Overall I really enjoyed the cast. Matsushita Nao was perfect as Fumie, expressing her insecurities and passivity, yet displaying her strengths in being clear minded when needed. Osamu Mukai took a little while to get in shape with the character, but eventually got there. I have to say Osamu was just a wrong casting when I compare the Real Mizuki Shegeru's age, who at the start of the drama was in his late 30s, to Osamu, 28 at the time. Despite that though I thought he was great at showing Shigeru's gruffness, yet tender heart and wild imagination, and specially his way of being positive no matter the situation.

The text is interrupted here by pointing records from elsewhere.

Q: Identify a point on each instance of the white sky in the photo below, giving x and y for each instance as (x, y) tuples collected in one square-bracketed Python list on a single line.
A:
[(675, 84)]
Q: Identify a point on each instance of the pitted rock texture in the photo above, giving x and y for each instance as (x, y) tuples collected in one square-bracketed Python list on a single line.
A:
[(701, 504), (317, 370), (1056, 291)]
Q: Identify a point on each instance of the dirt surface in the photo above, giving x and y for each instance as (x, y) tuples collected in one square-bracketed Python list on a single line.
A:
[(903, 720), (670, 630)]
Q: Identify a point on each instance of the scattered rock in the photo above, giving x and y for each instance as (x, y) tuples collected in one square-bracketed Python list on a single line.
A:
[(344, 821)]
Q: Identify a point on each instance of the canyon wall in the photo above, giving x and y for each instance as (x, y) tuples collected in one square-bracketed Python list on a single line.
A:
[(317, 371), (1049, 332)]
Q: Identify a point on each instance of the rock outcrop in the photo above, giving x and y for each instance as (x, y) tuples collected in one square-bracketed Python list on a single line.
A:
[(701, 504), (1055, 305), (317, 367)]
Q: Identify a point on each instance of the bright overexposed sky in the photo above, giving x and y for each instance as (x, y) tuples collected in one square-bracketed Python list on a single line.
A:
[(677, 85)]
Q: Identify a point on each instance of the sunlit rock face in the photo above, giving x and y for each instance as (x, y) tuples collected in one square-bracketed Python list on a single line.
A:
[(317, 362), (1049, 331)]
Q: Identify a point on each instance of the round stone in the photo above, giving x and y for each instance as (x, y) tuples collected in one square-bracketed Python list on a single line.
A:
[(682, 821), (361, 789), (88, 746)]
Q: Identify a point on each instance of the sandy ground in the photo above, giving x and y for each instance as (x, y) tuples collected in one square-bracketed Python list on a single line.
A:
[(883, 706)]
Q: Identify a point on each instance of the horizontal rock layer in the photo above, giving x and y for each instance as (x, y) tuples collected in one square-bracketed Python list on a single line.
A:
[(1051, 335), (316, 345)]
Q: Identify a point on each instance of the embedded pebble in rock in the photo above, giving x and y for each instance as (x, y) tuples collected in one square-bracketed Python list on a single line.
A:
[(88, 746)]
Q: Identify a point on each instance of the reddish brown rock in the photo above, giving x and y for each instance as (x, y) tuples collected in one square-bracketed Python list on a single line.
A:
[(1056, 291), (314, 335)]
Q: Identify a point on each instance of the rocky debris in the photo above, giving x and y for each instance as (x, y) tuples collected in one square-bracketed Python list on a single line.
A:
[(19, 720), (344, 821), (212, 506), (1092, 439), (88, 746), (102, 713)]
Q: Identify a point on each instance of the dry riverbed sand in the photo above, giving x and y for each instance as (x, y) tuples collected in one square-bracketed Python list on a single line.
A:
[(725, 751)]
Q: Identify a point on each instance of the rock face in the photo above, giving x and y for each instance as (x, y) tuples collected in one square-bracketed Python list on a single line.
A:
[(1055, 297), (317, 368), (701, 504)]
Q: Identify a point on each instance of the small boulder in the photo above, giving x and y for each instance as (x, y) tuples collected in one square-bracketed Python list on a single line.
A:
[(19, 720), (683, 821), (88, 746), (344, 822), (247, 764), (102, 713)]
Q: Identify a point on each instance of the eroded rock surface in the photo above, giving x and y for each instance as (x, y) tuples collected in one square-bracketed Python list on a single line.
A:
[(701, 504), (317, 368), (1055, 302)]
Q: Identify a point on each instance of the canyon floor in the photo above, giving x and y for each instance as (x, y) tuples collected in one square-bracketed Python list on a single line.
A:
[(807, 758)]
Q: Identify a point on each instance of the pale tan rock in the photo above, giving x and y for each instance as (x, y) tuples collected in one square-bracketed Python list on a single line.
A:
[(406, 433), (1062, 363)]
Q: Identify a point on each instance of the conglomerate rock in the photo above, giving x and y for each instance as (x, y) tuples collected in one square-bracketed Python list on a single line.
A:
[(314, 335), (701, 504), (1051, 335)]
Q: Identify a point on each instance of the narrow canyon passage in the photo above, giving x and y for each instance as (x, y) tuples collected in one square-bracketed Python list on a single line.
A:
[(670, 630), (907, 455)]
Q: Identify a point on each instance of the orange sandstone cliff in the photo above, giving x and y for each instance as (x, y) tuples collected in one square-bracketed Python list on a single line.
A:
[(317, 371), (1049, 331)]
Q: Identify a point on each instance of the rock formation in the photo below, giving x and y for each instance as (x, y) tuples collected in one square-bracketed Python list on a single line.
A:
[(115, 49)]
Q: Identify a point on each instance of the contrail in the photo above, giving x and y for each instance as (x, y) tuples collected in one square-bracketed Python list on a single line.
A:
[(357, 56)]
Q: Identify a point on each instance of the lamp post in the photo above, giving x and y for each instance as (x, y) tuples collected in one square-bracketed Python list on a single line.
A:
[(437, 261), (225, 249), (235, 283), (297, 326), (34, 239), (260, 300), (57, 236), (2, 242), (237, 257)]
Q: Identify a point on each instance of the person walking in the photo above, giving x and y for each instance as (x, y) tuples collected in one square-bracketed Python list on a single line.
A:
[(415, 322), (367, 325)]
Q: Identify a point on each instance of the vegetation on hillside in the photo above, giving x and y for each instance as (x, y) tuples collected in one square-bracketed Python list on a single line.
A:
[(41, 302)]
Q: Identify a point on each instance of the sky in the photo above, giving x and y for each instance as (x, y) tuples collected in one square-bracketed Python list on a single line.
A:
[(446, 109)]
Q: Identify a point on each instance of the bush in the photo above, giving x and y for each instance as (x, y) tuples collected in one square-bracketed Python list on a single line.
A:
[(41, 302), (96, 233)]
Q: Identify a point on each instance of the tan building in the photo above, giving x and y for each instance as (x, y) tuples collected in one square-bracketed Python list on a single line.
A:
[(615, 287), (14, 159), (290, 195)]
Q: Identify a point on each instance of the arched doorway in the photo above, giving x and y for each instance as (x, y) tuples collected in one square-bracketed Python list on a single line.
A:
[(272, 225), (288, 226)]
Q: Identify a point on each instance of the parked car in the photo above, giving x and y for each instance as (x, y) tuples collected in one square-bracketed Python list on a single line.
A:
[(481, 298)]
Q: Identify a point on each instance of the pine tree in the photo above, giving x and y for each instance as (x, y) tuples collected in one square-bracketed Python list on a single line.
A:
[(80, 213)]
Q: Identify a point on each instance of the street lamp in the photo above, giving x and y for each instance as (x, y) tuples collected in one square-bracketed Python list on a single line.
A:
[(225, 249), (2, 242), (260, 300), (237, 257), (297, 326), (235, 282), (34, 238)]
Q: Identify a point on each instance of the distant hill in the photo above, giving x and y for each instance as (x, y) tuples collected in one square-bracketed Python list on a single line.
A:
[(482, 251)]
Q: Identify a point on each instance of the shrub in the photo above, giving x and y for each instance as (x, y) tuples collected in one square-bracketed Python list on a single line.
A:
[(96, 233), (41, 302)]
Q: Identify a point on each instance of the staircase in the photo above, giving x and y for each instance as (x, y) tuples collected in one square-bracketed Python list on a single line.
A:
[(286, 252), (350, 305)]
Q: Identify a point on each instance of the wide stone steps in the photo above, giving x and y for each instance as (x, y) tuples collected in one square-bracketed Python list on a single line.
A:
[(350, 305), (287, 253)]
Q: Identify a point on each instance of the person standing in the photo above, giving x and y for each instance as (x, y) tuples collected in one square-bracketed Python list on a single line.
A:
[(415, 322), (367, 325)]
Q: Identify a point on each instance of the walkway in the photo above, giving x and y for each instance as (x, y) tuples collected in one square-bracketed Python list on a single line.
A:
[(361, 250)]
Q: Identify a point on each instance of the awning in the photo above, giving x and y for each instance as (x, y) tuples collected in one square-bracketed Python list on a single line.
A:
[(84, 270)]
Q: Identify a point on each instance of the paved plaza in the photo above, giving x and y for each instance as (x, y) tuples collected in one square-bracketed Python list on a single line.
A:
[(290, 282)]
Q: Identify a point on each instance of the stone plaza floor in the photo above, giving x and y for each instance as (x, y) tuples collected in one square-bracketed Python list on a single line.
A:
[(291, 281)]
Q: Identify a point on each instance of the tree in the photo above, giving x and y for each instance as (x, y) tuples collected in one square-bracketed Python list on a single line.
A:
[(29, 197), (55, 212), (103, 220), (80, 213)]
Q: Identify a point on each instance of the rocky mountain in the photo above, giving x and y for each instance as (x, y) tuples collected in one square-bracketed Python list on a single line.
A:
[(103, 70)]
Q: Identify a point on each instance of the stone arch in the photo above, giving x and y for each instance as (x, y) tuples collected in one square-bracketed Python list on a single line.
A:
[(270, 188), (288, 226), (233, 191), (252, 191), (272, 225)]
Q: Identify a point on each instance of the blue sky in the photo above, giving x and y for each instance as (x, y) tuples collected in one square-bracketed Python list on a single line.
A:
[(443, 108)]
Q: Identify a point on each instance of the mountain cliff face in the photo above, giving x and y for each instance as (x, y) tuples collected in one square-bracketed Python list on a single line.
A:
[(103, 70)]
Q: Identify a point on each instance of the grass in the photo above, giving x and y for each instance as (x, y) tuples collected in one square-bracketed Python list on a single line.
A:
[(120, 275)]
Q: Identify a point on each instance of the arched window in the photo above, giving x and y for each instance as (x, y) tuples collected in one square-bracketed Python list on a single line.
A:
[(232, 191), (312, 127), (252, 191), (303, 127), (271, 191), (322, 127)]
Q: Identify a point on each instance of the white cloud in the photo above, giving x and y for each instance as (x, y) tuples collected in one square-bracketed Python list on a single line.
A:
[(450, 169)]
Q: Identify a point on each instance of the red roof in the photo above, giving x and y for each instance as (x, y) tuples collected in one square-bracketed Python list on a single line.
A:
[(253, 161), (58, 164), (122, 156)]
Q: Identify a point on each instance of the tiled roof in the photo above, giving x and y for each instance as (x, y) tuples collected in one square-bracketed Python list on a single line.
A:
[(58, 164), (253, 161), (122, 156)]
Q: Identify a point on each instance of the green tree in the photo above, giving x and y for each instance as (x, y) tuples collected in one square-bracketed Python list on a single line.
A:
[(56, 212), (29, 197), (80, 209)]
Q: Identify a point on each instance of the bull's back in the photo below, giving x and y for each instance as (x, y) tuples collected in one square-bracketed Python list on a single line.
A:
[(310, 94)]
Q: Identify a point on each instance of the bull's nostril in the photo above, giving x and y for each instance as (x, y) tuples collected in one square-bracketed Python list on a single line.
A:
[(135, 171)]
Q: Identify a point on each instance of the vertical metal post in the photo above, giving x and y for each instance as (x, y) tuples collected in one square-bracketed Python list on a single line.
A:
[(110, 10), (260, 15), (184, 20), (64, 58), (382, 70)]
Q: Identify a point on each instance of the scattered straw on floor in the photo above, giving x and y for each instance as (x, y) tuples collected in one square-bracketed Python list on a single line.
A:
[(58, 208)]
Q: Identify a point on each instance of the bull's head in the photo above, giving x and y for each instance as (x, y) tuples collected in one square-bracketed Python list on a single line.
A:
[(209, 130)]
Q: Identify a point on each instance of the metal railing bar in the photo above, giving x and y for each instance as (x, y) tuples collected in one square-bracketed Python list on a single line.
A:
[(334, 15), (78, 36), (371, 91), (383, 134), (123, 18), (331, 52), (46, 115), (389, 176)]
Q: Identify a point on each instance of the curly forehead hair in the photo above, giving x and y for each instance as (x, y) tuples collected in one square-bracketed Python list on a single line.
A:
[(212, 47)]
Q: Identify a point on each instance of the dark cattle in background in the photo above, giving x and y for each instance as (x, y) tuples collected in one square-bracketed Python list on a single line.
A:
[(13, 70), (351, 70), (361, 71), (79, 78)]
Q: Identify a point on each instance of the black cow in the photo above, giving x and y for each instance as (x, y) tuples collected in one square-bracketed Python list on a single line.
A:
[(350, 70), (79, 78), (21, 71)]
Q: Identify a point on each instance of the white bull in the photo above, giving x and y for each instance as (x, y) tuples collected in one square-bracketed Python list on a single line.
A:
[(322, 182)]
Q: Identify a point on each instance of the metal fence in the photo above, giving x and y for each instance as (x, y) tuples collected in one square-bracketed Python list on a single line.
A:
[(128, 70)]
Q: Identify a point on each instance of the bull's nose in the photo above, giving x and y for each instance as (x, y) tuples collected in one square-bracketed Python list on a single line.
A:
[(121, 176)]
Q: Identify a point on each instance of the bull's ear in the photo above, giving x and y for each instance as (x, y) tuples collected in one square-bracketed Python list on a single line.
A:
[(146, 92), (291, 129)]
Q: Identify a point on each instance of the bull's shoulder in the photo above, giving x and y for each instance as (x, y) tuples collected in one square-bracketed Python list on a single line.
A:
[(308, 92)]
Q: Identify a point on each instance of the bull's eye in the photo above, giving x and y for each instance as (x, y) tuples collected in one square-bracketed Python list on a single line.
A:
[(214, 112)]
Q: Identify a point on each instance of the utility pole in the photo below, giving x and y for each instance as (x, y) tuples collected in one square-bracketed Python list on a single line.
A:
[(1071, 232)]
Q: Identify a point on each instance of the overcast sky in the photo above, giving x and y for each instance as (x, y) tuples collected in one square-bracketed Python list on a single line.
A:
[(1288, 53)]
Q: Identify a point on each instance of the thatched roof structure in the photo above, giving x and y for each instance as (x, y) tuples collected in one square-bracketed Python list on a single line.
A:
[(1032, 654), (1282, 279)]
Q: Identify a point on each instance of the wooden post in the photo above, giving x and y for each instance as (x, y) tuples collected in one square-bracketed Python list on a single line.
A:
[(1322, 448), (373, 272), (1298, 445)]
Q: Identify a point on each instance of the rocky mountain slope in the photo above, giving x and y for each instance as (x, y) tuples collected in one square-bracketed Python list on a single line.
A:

The drama is rich with diverse characters and the cast does justice to it, to say the least. It is too wide of a cast to mention all, but I'd like to highlight my delight with the actors playing Shigeru's parents, Takeshita Keiko and Kazama Morio. They were fantastic as an old bickering couple. Honestly I did not understand why their sons didn't want them around too often I really loved them. The father Shuhei was just a delight to have around, and the mother, most famously know as Ikaru, was a woman of principals. Yes you might find it tiring at times to deal with her, but she always had a fair point in her argument, and is the type that is out to make things right, no matter the opposition. For me, that is the making of a true heroine. Finally I'd also like to mention Osugi Ren as Iida Genbei, Fumie's father. I have to say I've seen that actor in a lot of roles, but this is by far my favourite role he plays. He's the typical patriarch father, who makes his decisions without consulting anyone in the family, yet he was capable of being someone who had a sight for the long run, and all his decisions were based on that. It can be frustrating at times, even making me angry at him, but you can't deny that he has the wellbeing of his family in mind first and foremost. He can easily become someone you can trust and rely on, and he isn't above admitting defeat, you just have to show him what you're made of before he can back down.
I had one pet peeve in this drama, is the fact they don't age the characters properly. It doesn't really get in the way of good acting and good story telling, but it did bother me a lot, because it removes from the authenticity of what we're watching. For some it might not be a big deal but for me it was. I do notice this is an issue with many asian dramas though, but I can't accept it.
Most of all, this drama was a biggest reminder of how I should look at the glass half full, how I can be very ungrateful, how I should have faith that things will be better. Fumie had many times where, like me, she saw the world moving while she was still at the same spot, not able to catch up. When things first started to change, it wasn't this sudden amazing thing that happens. She just took things one at a time, and made the best of it, for it to turn into something amazing later on. It made me think that a lot of times we endure a lot and just want this one magical solution. This drama was splendid at bringing the point home, that things will not magically turn good, but the magic is here in the little things we do, and little do we know, some time later, it becomes what he originally were looking for.
This is my first Asadora, but will definitely not be the last. It will however always have a special place in my heart. As someone who used to have a fear of long dramas, this one flew by quickly.